Even unconsciosly, time past will impinge itself through the cracks of memory. As Katherine tells herself in the aftermath of personal tragedy, “reality rests in being reminded.” This is subtly reflected throughout the book, in how Katherine sees art and the world through the lens of decay: “All morning the sense of decay impinged as though it were a colour“; “Down the ridge and along the valley basin for miles were the yellows, browns, golds of decay.” Even breath on glass has its own paradoxical permanence.
Earlier in the book, Toibin engages in a neat play with words, when he has Rogent teach Katherine that in painting, “light was a form of weight.” It is intuitive, of course, to read “light” in the sense of “light and shadow”; but “light” might also simply mean lightness of touch, which only sharpens the antinomy (the reference to Kundera here is unmistakable).
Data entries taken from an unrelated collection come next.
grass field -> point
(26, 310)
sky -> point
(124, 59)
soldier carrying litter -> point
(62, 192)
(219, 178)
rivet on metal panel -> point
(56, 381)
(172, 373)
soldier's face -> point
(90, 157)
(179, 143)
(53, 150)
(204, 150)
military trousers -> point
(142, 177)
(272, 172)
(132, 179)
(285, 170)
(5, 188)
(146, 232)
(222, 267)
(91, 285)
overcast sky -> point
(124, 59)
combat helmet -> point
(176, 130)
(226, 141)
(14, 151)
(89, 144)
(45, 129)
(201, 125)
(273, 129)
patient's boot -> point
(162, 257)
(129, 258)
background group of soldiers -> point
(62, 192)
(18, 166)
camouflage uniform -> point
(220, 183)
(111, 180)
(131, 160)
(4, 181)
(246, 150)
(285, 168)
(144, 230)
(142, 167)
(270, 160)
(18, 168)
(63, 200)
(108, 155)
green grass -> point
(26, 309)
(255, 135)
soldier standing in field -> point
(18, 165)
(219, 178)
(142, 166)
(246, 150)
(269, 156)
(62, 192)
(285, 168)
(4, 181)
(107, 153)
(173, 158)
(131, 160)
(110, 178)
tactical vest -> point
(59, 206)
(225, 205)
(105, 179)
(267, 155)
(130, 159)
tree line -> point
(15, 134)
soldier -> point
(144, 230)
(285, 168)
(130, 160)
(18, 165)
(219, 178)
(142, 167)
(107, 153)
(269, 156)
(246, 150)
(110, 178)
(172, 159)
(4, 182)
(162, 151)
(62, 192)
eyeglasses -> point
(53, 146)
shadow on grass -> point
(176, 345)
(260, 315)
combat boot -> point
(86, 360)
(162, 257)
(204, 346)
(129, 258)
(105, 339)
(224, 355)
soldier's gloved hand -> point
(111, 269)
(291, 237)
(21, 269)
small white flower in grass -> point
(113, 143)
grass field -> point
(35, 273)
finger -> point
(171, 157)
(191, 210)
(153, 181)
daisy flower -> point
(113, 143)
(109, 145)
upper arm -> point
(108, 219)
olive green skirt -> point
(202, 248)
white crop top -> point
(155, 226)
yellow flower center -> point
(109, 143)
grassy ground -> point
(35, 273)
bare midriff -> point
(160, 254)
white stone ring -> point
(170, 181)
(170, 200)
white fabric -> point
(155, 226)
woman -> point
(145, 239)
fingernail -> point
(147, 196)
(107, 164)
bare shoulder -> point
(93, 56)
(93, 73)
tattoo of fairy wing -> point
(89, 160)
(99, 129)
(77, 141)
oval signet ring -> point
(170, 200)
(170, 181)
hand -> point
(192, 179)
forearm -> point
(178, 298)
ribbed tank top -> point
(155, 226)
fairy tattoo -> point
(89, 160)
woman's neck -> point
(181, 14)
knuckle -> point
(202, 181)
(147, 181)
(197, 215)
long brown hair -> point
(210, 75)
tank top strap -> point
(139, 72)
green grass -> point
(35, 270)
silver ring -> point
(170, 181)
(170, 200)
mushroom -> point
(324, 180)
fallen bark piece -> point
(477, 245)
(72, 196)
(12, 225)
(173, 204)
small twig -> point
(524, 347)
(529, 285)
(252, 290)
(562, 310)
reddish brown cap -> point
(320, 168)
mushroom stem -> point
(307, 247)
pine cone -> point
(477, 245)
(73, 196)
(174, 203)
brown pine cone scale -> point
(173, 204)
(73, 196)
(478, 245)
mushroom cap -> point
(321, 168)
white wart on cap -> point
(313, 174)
Rogent’s lesson resonates throughout the book. Toibin writes in lightness, deft words and phrases stating the minimum, sketching the outlines of images that the imagination must fill in: “each colour and hint of colour glittered as it caught the sun“; “governing everything was the hard light of Majorca, harder than anything in Catalonia, the soul taken out of every colour and just like its dead, hard body left glinting like granite.”
Toibin does not use the axe that Kafka is so enamoured of. But his words, and his hints of words, which glitter as they catch the imagination, warm the frozen sea without the need to break through it. Mahmoud Darwish wrote about the indelibility of the butterfly’s footprints. Toibin’s work has the indelibility of breath upon glass.